Tumor suppressive roles of EZH2

Although the oncogenic roles of EZH2 in many cancer types have been reported, the tumor suppressive roles of EZH2 were also identified. Suppression of EZH2 promotes cancer progression in some cancer types. T cell acute lymphoblastic leukemia (T-ALL) is an immature hematopoietic malignancy driven mainly by oncogenic activation of NOTCH1 signaling. Ntziachristos et al. demonstrated loss-of-function mutations and deletions of the EZH2 and SUZ12 genes in 25% of T-ALLs. Activation of NOTCH1 specifically induces loss of the repressive mark H3K27me3 by antagonizing the activity of PRC2, promoting cancer progression of T-ALL [35]. Mallen-St et al. found that loss of EZH2 resulted in impaired pancreatic regeneration and accelerated KRAS (G12D)-driven neoplasia, implicating that EZH2 restricted cancer progression via homeostatic control of pancreatic regeneration [36]. In clear cell renal carcinoma, loss of PRC2-dependent H3K27me3 in cancer cells activates HIF-driven chemokine (C-X-C motif) receptor 4 (CXCR4) expression in support of chemotactic cell invasion, leading to cancer metastasis [37].

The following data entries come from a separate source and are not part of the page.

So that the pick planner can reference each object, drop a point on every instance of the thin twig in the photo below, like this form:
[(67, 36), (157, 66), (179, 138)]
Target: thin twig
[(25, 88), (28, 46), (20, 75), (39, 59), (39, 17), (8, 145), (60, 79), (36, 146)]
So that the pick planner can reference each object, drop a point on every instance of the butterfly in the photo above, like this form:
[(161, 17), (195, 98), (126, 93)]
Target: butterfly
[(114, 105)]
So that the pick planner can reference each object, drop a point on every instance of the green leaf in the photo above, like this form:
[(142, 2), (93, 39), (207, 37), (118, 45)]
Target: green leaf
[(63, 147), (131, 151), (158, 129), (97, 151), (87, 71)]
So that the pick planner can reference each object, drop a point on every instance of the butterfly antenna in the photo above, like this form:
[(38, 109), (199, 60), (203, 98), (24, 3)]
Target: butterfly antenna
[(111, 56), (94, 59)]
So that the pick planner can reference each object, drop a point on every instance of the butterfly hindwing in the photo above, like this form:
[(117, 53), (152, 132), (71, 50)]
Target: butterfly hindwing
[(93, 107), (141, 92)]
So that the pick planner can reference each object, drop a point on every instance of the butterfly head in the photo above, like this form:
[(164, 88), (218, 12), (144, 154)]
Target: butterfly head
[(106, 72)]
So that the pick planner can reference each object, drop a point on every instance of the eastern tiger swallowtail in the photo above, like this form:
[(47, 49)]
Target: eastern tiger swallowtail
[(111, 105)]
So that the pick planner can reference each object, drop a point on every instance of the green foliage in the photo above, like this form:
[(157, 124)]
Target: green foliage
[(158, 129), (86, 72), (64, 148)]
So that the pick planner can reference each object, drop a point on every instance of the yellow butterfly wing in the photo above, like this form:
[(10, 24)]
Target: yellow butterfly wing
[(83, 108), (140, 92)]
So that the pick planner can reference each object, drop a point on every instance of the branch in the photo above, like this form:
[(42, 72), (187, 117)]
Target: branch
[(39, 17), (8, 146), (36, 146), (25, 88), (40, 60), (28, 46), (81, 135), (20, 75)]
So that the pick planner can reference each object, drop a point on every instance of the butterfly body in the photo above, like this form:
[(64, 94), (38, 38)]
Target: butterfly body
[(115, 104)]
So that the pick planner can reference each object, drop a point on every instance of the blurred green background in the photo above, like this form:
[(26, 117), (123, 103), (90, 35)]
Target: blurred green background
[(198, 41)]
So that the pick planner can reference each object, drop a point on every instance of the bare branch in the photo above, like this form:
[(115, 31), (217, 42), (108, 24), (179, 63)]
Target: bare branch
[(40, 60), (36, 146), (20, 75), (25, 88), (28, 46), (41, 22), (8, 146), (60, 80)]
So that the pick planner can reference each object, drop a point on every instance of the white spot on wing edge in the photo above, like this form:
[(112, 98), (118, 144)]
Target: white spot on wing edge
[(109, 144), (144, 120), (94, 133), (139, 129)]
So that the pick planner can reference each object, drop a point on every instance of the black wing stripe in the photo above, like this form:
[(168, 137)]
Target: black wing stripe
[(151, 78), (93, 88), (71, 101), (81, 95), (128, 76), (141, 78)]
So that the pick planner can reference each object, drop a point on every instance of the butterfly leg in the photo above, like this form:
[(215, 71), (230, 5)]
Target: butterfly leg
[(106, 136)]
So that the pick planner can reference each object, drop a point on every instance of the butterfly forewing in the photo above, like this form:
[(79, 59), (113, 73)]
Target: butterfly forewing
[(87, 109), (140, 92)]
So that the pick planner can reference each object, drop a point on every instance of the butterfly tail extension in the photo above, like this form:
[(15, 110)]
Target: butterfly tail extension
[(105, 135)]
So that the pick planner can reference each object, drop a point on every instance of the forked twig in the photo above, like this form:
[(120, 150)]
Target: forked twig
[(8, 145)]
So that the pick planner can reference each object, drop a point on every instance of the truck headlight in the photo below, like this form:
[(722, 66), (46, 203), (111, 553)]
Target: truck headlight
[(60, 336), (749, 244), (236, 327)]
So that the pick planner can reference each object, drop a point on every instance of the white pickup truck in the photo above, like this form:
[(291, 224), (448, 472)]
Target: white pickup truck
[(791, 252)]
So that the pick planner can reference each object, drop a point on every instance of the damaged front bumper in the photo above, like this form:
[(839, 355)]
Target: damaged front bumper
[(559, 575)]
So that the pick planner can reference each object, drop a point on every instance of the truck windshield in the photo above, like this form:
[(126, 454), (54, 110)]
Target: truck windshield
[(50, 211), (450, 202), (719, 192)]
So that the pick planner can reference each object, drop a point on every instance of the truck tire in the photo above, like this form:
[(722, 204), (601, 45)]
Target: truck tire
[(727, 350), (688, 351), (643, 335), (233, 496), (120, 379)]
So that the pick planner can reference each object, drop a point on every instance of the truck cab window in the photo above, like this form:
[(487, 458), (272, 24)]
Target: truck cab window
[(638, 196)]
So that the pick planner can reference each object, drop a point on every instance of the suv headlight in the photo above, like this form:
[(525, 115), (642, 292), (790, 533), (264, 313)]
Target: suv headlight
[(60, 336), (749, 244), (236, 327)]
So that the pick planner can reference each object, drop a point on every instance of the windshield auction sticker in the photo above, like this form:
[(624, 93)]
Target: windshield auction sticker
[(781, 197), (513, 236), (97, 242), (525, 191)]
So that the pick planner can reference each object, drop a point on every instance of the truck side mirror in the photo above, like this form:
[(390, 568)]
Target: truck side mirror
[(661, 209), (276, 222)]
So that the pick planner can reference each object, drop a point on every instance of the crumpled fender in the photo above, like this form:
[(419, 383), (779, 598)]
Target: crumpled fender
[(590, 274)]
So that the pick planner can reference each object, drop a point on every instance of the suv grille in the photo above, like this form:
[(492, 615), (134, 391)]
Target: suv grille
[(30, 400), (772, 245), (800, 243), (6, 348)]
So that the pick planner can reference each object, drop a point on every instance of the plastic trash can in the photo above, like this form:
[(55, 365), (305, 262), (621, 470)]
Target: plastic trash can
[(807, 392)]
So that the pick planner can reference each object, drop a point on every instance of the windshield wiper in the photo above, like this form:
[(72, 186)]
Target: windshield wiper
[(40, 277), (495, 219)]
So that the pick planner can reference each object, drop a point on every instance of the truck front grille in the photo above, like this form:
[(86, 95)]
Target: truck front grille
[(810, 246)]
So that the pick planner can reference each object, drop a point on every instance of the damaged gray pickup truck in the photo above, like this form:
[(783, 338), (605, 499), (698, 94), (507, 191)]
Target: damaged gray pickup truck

Emerging roles of EZH2 in tumor immunity

Aberrant EZH2 expression in cancer cells can help them to modulate immune response and immunotherapy. Peng et al. showed that ovarian tumor EZH2 and DNA methyltransferase 1 (DNMT1) are negatively associated with tumor-infiltrating CD8+T cells and patient outcome. EZH2-mediated H3K27me3 and DNMT1-mediated DNA methylation repress the tumor production of T helper 1 (Th1)-type chemokines CXCL9 and CXCL10, and subsequently determine effector T-cell trafficking to the tumor microenvironment. Treatment with epigenetic modulators increases tumor infiltration of effector T cell, slows down tumor progression, and improves the therapeutic efficacy of PD-L1 checkpoint blockade and adoptive T-cell transfusion in tumor-bearing mice [38]. A similar effect of EZH2 was also observed in colorectal cancer. Inhibition EZH2 in colorectal cancer cells augmented CXCL9 and CXCL10 expression to affect the infiltration of effector T cells in tumor [39]. Besides, Zingg et al. showed that during anti-CTLA-4 or IL-2 immunotherapy in mice, intratumoral tumor necrosis factor-αproduction and T cell accumulation results in increased Ezh2 expression in melanoma cells, which in turn silences their own immunogenicity and antigen presentation. Ezh2 inactivation reversed this resistance and synergized with anti-CTLA-4 and IL-2 immunotherapy to lead to intratumorally accumulation of IFN-γ-producing PD-1low CD8+ T cells and PD-L1 downregulation to suppress melanoma growth [40].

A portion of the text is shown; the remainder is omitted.